Homemade tomato passata

Homemade tomato passata with my family's recipe
Course Sauce
Cuisine Italian
Keyword tomato, Tomato passata
Prep Time 3 hours

Equipment

  • steel food mill for tomato or electric tomato strainer machine; funnel; 1/2 l bottles and caps

Ingredients

  • 5 kg of tomatoes for passata for instance San Marzano
  • 20 basil leaves optional
  • 1 tablespoon salt, about 30 g

Instructions

  • Wash the basil, and then wash and chop the tomatoes.
  • Arrange the tomatoes in a large pan. If you like, add the basil.
  • Put the pot with the tomatoes (and basil) on the stove, mash them with a wooden spoon, and cook over medium heat on a medium stove for about an hour or until the tomatoes are well cooked and soft. Stir occasionally.
  • Two minutes before turning off the heat, add the salt and stir.
  • At this point, I let the tomatoes cool for half an hour, but you can proceed immediately or even continue after a few hours or the next day.
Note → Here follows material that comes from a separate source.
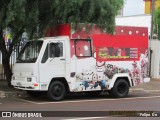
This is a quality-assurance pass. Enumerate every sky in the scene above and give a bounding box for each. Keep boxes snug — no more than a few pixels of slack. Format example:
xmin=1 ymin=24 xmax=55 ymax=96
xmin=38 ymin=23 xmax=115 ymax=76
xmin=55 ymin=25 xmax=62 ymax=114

Strain the tomatoes to remove skins and seeds by collecting the juice in a bowl.
  • Fill the bottles with juice and seal with the caps.
  • Place the pan on the stove you will use. Arrange the bottles in the pan by putting a dishcloth between them. Cover with hot water (it helps the water to bring a boil). The water should exceed the height of the bottles by at least 2 cm. While boiling, if the water drops, and it will drop, add more. Turn the stove on high heat, cover it with a lid, and bring it to a boil.
  • When the water boils, remove the lid and cook over high heat for about 20 minutes. Turn off and let the bottles cool in the water. It will be a long time to wait: it is normal!
  • Store in the pantry for up to one year.